How I kept running while I was pregnant
Running is a huge part of my life. Most of my social life involves running. It’s my preferred form of therapy. I almost always have a race on the horizon, and I get up early to log kilometres before work more often than not.
When we found out I was pregnant with my first child in January, my husband and I were thrilled. After the initial excitement wore off, I began to think about the implications that held for my daily life, especially running. Every woman – and every pregnancy – is different, and my guess was as good as anybody else’s on how my body would hold up through the nine months of creating a human. You hear about women having to stop exercise entirely, but there are also people running marathons with giant bellies.
It turns out, it really is an individual journey, and the best anyone can do is listen to her body and her doctor.
When I talked to my OB/GYN early on, she recommended modifying my pace by tracking my heart rate, keeping my exertion below 140 beats per minute. Through a bit of online research, I learned that I could also base my training on perceived exertion level: keeping all efforts to a pace where it’s easy to carry on a conversation.
However, because my doctor was insistent on the heart rate monitoring, I decided to give it a try. I bought a chest strap monitor to pair with my GPS watch and learned just how little effort it took me to get up to 140 beats per minute. My 9- or 10-minute-kilometre pace ballooned to 11 or 12 minutes. Speed workouts were a no-go. For the rest of my pregnancy, I used 140 bpm as a guideline, but I wouldn’t freak out if it spiked a little higher but I could still carry on a conversation.
During the first trimester, your body goes into overdrive, and your circulation system is producing extra blood to support your baby. I found that my heart rate would spike and I would get winded going up stairs, let alone running up a hill. My favourite running routes involved trails through the mountains and hills, so the 140 bpm limit seemed oppressive at first. My body wasn’t much different externally, but I had to slow down a lot to keep my effort level moderate. It took me a little time to get my head around this new physical challenge I was “training” for.
Once I accepted my new parametres, though, I was able to stay fairly consistent, running four to five days a week at a slower pace. I was fortunate enough to avoid many of the discomforts of early pregnancy, such as consistent morning sickness. (I imagine a large chunk of people just stopped reading right there.) Trust me, I consider myself extremely lucky.
Maybe being fit to start out with helped, or maybe my body just handled this burden really well. As my belly began to expand in the second trimester, I noticed pain in my round ligaments, which run on either side of the belly, supporting the abdomen. I bought a support belt that I wore for a while, but I found that into the third trimester the pain decreased and the belt didn’t make a whole lot of difference anymore, so I started leaving it behind.

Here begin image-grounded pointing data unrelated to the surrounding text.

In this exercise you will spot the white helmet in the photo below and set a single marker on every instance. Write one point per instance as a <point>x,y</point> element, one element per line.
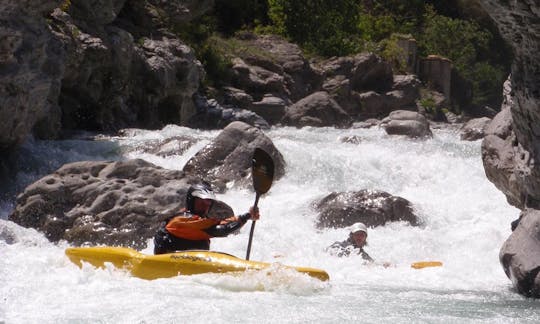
<point>201,190</point>
<point>358,227</point>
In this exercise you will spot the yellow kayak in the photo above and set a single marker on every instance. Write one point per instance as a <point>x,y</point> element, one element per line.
<point>172,264</point>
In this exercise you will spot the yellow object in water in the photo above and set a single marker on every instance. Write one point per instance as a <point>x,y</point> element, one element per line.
<point>426,264</point>
<point>172,264</point>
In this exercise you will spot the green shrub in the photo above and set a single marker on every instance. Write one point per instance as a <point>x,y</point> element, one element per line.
<point>324,27</point>
<point>466,44</point>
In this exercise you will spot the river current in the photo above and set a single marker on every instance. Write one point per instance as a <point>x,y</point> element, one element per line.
<point>465,220</point>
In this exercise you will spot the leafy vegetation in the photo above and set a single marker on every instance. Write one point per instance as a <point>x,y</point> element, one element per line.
<point>342,27</point>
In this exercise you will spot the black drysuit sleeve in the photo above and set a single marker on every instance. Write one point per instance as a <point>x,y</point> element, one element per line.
<point>222,230</point>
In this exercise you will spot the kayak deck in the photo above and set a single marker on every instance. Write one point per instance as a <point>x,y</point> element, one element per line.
<point>172,264</point>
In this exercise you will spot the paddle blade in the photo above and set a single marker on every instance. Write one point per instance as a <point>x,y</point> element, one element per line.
<point>262,170</point>
<point>426,264</point>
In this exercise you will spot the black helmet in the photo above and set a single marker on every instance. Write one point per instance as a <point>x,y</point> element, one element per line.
<point>200,190</point>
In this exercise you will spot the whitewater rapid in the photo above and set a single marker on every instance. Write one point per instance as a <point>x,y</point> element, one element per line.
<point>465,220</point>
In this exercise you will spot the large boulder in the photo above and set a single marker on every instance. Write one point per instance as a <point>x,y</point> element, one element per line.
<point>474,129</point>
<point>503,157</point>
<point>114,81</point>
<point>371,207</point>
<point>31,60</point>
<point>277,67</point>
<point>520,254</point>
<point>317,109</point>
<point>408,123</point>
<point>518,23</point>
<point>112,203</point>
<point>228,158</point>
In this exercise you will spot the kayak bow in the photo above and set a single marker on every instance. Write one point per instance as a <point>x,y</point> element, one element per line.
<point>172,264</point>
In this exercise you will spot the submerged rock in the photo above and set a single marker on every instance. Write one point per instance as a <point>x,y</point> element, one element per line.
<point>228,157</point>
<point>371,207</point>
<point>520,254</point>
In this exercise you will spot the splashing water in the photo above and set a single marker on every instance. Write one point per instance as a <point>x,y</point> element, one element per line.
<point>465,220</point>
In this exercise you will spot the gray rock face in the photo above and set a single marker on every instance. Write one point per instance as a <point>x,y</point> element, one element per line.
<point>82,67</point>
<point>282,71</point>
<point>112,81</point>
<point>228,157</point>
<point>31,64</point>
<point>408,123</point>
<point>474,129</point>
<point>503,156</point>
<point>520,254</point>
<point>519,22</point>
<point>371,207</point>
<point>317,109</point>
<point>114,203</point>
<point>123,203</point>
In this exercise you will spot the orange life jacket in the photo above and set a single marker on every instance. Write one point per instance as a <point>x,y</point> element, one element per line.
<point>192,227</point>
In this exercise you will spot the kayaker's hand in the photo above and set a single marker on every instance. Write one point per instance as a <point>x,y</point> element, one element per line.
<point>254,213</point>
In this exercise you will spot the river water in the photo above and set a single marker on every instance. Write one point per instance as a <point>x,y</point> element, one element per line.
<point>465,221</point>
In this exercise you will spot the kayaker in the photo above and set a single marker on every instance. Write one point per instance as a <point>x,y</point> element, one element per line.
<point>192,229</point>
<point>354,244</point>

As the third trimester wore on and the baby began exerting more internal pressure downward, I began requiring numerous midrun bathroom breaks on even the shortest of runs. I could draw a map from memory of the port-a-loos and favourable bushes in the local parks I was frequenting. I also noticed that the extra weight was taking a toll on my joints and muscles. I’d feel as tired after six kilometres as I used to be after 12. Another unfortunate side effect of carrying extra weight on the front of one’s body is a lack of balance: I took a couple of spills and bloodied my knees pretty well, not expecting the tug of gravity to be so strong.
My biggest accomplishment was finishing a 10 kilometre race at 38 weeks. It wasn’t pretty: I used every bathroom opportunity available and had to walk up the “hills” on the course. I joked with my friend Carrie, who ran with me, that she had to be ready to call 000, catch a baby or provide cover if I had to duck into the bushes – it was a big job!
I think all this activity will pay off: using endorphins to weather the emotional roller coaster of pregnancy hormones, being fit and healthy to undertake the marathon of labour and delivery and being able to bounce back faster afterward. As a bonus, I’ve already shared so much with my unborn child (about 1000 kilometres worth of experiences, if we are keeping score). My husband and I want to set the example of a healthy, active lifestyle right from the beginning. Plus, someone has to be able to keep up with this kid.
Since the 10K, I’ve slowed down quite a bit, but I still think about running all the time. I worry about what postpartum running will be like, both physically and from a time-management perspective. Right now I’m pretty eager to get back at it for many reasons (go ahead and Google “maternal fat stores”), but I know I’ll need to temper that enthusiasm and follow my doctor’s recommendations about when it’s safe to start. I plan to ease back in, building up my distance slowly (we’ve already bought a jogging stroller) and making sure to incorporate plenty of yoga, stretching, cross-training and strength training. I’ve learned through years of running what it takes for me to stay injury-free; I’ll just have to be even more aware of what my body tells me as we all adjust to our new family member.
I feel lucky to have run as long as I did, but now I imagine what it will feel like to be able to run at a faster pace, to actually push myself. I picture the freedom of bombing down a rocky mountain trail, feeling the sun on my face and the wind in my hair.
And perhaps most of all, I dream of being able to cover more than 3 kilometres between bathroom stops.